AI Versus Machine Learning: What's The Difference?
In a March 2023 post on GatesNotes, Microsoft mastermind Bill Gates shared his thoughts on the advance of AI and what it may mean for us all. Gates recalled the previous September, when ChatGPT tackled questions from an Advanced Placement biology test and scored 59 out of 60 points. Of the technology, Gates wrote, "It will change the way people work, learn, travel, get health care, and communicate with each other. Entire industries will reorient around it."
ChatGPT may be the highest-profile example of AI in the headlines at the moment (a fact that some are unfortunately taking advantage of in fleeceware scams), but it's just a small part in the overriding wave of technological advancement Gates deemed "The Age Of AI." The key to developing such technology and best taking advantage of it, however, is in utilizing both AI and machine learning to the best of their increasingly substantial potential. Though the two terms are closely connected, there are some important differences to note.
Artificial intelligence: When a machine shows off its brain
Artificial intelligence, as the name implies, is determined by a machine's ability to demonstrate its intelligence. As is typical of we self-absorbed humans, this is further defined as "the capability of a machine to imitate intelligent human behavior," according to Merriam-Webster. It's precisely this that makes ChatGPT's stellar performance in the aforementioned AP biology exam such a triumph: the AI was indeed able to perform as an intelligent human.

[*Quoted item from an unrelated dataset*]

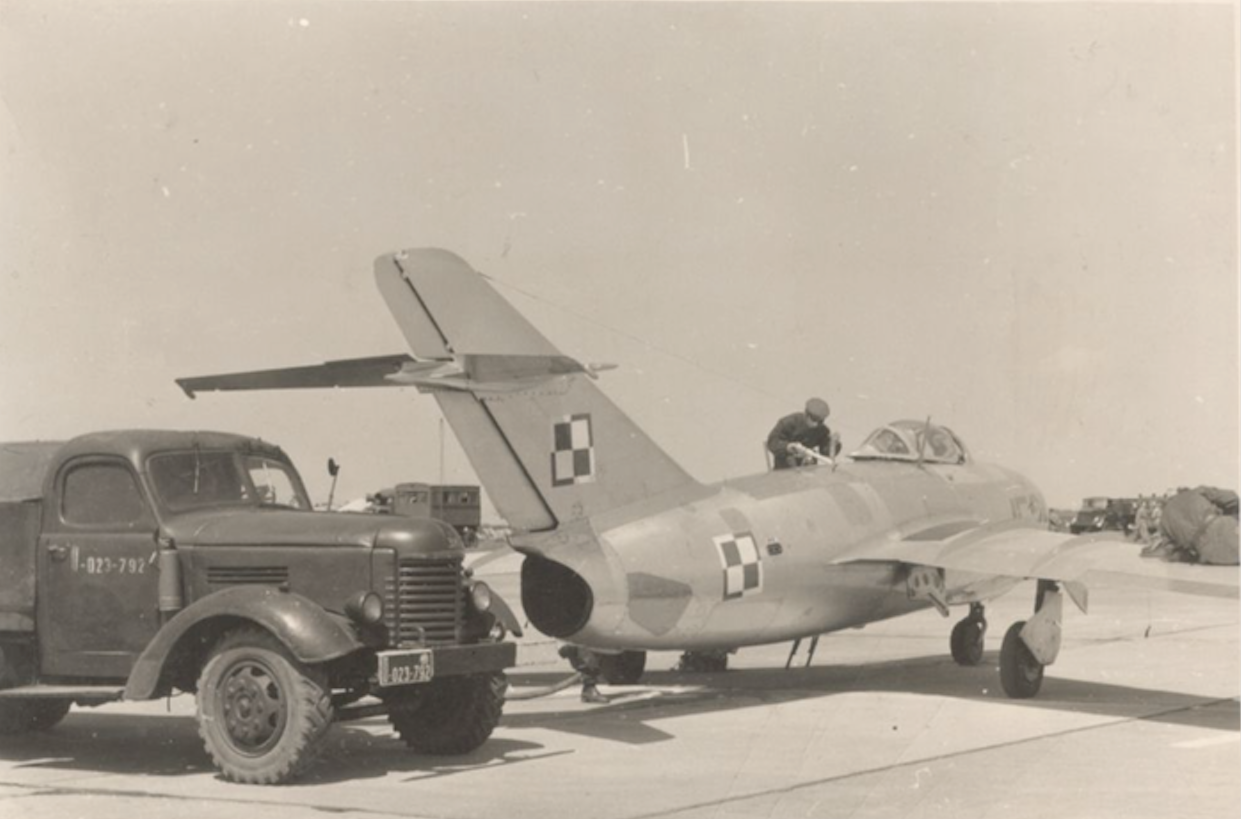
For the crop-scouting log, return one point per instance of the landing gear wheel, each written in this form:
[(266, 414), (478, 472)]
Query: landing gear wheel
[(261, 712), (1020, 673), (622, 669), (451, 715), (967, 640)]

To expand on that analogy, human scholars could not have performed so well in that exam without learning the material first, and ChatGPT, too, had to "learn" an enormous amount of material as well. The very reason that the chatbot is so sophisticated, in fact, is that it scanned a great wealth of content from around the Internet.
Artificial intelligence, in effect, is a mark of how a piece of software or hardware uses or demonstrates the knowledge it has gathered. Machine intelligence, meanwhile, is a separate area within AI itself. It's distinct in that it is, instead, one way in which the AI in question gathers that information.

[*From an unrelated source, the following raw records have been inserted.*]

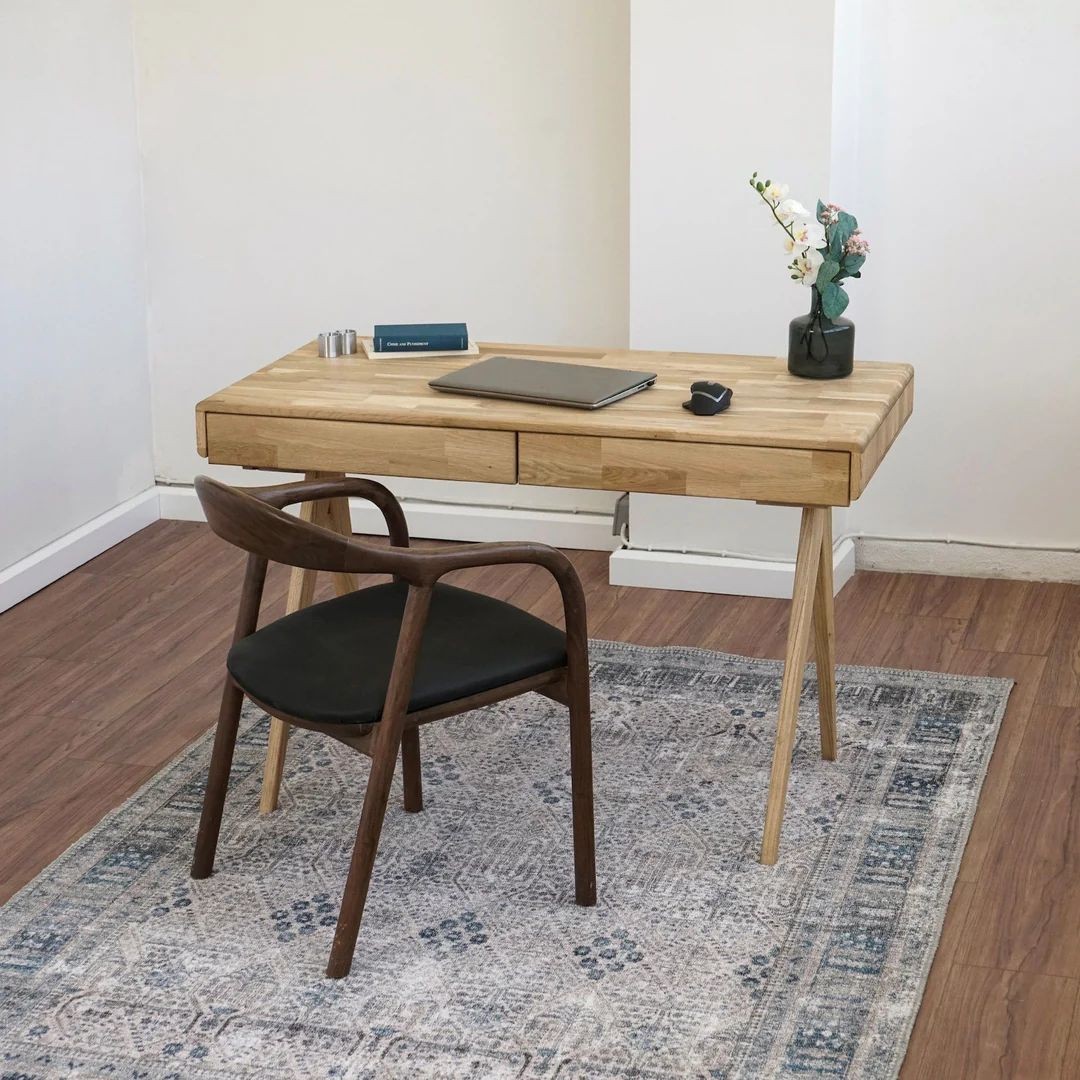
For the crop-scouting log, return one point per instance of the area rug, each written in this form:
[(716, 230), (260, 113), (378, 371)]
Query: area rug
[(473, 959)]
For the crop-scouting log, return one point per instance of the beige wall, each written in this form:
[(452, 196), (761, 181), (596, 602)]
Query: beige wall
[(75, 388), (347, 163)]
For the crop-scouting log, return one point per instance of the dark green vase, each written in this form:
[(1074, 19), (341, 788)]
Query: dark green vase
[(819, 348)]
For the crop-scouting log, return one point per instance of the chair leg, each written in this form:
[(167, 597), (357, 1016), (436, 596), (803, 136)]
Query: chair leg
[(363, 859), (217, 783), (581, 785), (410, 770)]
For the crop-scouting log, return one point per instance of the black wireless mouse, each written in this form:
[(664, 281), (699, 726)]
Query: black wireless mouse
[(707, 399)]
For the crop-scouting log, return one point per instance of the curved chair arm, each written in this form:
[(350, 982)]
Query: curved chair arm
[(433, 565), (341, 487)]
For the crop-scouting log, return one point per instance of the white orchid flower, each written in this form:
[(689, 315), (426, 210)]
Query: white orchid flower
[(775, 192), (805, 232), (806, 265), (790, 208)]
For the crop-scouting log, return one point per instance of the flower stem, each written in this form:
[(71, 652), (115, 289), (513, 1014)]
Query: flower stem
[(772, 210)]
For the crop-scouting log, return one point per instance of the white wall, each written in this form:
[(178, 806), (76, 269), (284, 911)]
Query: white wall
[(718, 91), (75, 419), (962, 163), (954, 139), (350, 163)]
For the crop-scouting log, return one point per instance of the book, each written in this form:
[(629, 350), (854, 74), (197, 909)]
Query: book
[(368, 347), (420, 337)]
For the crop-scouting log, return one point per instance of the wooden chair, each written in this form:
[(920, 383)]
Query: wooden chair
[(370, 666)]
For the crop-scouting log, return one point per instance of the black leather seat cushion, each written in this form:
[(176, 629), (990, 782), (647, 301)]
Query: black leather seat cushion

Then there's machine learning
In general terms, AI is a term used for systems that have been programmed to perform sophisticated tasks, including some of the remarkable things ChatGPT has been able to tell us. Machine learning, meanwhile, is an area of artificial intelligence relating to software that can analyze trends and so predict the future (Analytics Insight).

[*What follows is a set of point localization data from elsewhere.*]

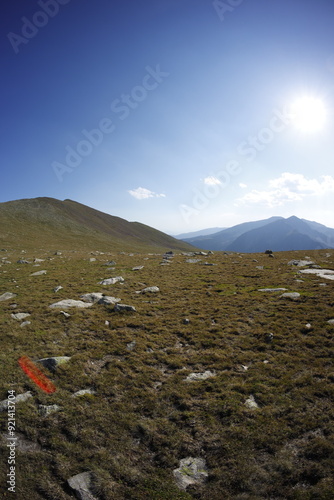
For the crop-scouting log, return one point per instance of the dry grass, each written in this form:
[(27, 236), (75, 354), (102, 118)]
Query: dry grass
[(144, 418)]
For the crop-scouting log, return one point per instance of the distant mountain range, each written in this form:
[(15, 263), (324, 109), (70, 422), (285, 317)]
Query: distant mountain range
[(275, 233), (51, 223), (202, 232)]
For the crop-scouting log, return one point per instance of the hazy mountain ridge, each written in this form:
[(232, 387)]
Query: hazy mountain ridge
[(276, 233)]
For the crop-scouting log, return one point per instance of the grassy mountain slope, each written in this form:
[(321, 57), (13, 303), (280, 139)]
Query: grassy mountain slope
[(50, 223)]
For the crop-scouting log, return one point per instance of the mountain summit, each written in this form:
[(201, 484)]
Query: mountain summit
[(49, 222), (275, 233)]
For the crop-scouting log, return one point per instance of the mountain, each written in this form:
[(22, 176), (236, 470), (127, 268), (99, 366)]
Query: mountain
[(202, 232), (275, 233), (52, 223)]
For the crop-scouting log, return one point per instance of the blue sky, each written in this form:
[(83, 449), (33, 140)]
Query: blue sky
[(174, 113)]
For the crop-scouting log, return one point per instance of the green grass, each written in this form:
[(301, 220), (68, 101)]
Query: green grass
[(144, 417)]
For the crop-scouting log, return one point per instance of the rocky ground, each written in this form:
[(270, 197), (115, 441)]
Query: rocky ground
[(178, 376)]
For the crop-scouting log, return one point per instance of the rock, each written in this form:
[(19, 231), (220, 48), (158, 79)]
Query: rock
[(111, 281), (322, 273), (251, 403), (65, 314), (53, 362), (124, 307), (300, 263), (150, 289), (19, 316), (269, 338), (7, 296), (200, 376), (20, 398), (25, 323), (81, 484), (191, 471), (45, 410), (131, 345), (67, 303), (84, 392), (291, 295)]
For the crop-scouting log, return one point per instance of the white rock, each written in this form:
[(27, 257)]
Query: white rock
[(191, 471), (251, 403), (291, 295), (39, 273), (111, 281), (19, 316), (200, 376), (67, 303)]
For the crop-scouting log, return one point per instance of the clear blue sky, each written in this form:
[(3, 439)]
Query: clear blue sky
[(192, 101)]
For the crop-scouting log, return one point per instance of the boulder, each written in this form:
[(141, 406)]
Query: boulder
[(67, 303), (190, 471), (7, 296)]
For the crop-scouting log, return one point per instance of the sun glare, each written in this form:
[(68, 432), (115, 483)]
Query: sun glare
[(309, 114)]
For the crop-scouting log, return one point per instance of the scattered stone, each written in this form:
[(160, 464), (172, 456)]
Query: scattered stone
[(291, 295), (38, 273), (25, 323), (19, 316), (45, 410), (67, 303), (131, 345), (322, 273), (20, 398), (81, 484), (65, 314), (7, 296), (200, 376), (150, 289), (84, 392), (53, 362), (251, 403), (269, 338), (191, 471), (124, 307), (111, 281), (300, 263)]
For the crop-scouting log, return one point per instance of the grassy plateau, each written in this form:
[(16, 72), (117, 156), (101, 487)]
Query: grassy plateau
[(143, 417)]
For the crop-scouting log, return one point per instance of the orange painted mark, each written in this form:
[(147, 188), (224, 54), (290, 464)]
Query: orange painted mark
[(36, 375)]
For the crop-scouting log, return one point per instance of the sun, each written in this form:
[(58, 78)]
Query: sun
[(308, 114)]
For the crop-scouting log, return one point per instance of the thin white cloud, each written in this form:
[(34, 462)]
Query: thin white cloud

This means, essentially, that we can thank machine learning for our devices constantly sharing tempting adverts of other products from stores we've bought from or perused. In 2016, Nidhi Chappell, machine learning specialist at Intel, explained the distinction to Wired. "AI is basically ... how we make machines intelligent, while machine learning is the implementation of the compute methods that support it," Chappell said, further explaining that the algorithms that allow such predictions are the fruits of machine learning.
MIT Management Sloan School notes that some primary examples of machine learning include systems that enable banks to detect fraud (when a transaction occurs outside of an individuals' usual shopping habits), website chatbots becoming more and more helpful as they're exposed to more conversations, and the infamous recommendations that various sites and services offer. In the latter, a system analyzes what people have eaten/bought/watched, and from that data, can provide recommendations.